Nel lancio del romanzo si parla di una sorta di Downton Abbey italiano. È per questo che esce ora, in concomitanza con il film ispirato alla serie?

Ho cominciato a lavorare a questa storia quattro anni fa, ancor prima di dare alle stampe il mio memoir su Giorgio Manganelli Un ossimoro in Lambretta. Ma è indubitabile che l'editore abbia acchiappato al volo questa coincidenza. Anche se là si parla di aristocrazia inglese e qui di una famiglia della media borghesia. Il marito della protagonista, che poi resta vedova, è un dotto studioso del Vicino Oriente Antico. Nella casa del professore e di sua moglie corrono più libri che soldi. Ma questo non elimina certe grettezze che i “signori" scaricano sui domestici che si avvicendano negli anni. Se il professore fosse stato un commerciante destrorso, forse avrei intitolato il romanzo A destra in fondo al corridoio. Invece lui e sua moglie Clara si considerano dei ferventi democratici. Temo che la sinistra abbia perso ormai da tanto tempo la sua capacità di interagire con molte parti della società. È uno dei suoi grandi problemi. 

Ma succede qualcosa di particolare in quell'appartamento e in quel corridoio?

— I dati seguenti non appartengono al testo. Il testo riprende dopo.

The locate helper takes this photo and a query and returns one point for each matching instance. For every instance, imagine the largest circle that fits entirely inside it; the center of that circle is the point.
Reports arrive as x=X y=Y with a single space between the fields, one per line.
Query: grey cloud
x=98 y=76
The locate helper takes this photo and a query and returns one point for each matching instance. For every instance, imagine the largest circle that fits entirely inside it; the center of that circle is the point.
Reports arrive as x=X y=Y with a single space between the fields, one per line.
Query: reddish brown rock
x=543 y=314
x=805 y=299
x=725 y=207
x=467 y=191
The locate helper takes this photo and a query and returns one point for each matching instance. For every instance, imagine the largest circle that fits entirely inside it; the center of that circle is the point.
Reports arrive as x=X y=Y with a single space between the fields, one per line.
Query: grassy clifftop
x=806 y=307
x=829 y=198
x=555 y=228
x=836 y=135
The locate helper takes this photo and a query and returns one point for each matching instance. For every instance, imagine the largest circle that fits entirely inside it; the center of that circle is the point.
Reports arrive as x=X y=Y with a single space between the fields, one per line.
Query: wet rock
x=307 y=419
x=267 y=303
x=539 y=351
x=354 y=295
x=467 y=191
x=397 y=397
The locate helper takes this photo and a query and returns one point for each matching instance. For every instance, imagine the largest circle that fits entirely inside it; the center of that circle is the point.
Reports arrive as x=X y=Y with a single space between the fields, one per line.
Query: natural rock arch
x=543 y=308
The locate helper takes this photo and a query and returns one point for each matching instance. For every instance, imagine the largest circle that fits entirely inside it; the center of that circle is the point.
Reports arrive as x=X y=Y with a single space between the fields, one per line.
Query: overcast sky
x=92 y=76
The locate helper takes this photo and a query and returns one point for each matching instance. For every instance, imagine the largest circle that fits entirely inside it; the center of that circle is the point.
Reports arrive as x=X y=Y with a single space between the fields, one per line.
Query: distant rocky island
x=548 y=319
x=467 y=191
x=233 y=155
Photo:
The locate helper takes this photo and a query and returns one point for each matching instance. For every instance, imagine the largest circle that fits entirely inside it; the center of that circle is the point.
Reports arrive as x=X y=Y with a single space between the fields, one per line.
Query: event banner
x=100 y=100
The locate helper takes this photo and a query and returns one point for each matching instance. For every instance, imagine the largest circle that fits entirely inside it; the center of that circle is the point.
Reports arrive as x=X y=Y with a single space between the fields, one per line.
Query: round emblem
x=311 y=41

Se cerchiamo un delitto, con tanto di cadavere e omicida, questo no. Non siamo dalle parti de Le serve di Jean Genet. Ma quotidiani e crudeli delitti contro la dignità, e alcuni omaggi all'indifferenza, sono assicurati. Ho scelto volutamente un tono lieve, un po' sarcastico, che spero diverta il lettore. Posso avere una scrittura che sfiora la malinconia o il dolore (è successo in altri miei libri), ma per natura rifuggo dal mugugno letterario. Senza contare che questo sguardo obliquo mi ha consentito di mettere in scena personaggi e luoghi che di solito non abitano la nostra narrativa. Per esempio, sono molto affezionata a un ciabattino della Bufalotta che ha un suo peso nel racconto; o alla banca filippina che sta alla Stazione Termini dove va la domestica Melinda a spedire i suoi denari a casa… E dove, parlando la sua lingua, medica la propria nostalgia.

E poi, ogni tanto, c'è un box con dei dati…

Inusuale per un romanzo. Vogliamo chiamarla "commistione dei generi"? In realtà sono dieci righe per ognuno degli otto capitoli. Tenevo a illuminare lo stato delle cose con qualche elemento in più. La mia speranza è che i personaggi abbiano la forza di trascinare il lettore fino alla fine con la vivacità dei loro caratteri. Mi pare che questo succeda, ma non sono io a poterlo dire.

La maggior parte dei domestici sono stranieri

Oggi sì. Vista la nostra endemica scarsità di servizi sono ormai indispensabili per assistere gli anziani. Però è un esercito di invisibili, i cui diritti sono spesso elusi, ignorati e traditi. Le cui emozioni, ferite, nostalgie, hanno scarso diritto di cittadinanza. Ma ripeto, questo è un romanzo, non un saggio: e dunque ci sono amori e disamori, tradimenti e sgambetti, sorellastre invidiose e belle ragazze, e non mancano dei fatali colpi di scena, delle trattative all'ultimo sangue sulla proprietà dell'appartamento. Che ha un debito con quello costruito per dallo scenografo Luciano Ricceri per film di Ettore Scola La famiglia: per segnare il trascorrere dei decenni la macchina da presa faceva un lungo carrello in avanti in un lungo corridoio. Una sequenza che si ripeteva più volte nel film, e che non ha mai smesso di suggestionarmi.

Non credo sia un caso che negli appartamenti di oggi il corridoio è quasi scomparso. È uno spreco di spazio, ma è anche una terra di nessuno, un altrove fortemente simbolico, un «luogo non luogo», per dirla con Manganelli. È stato divertente metterlo al centro di un romanzo.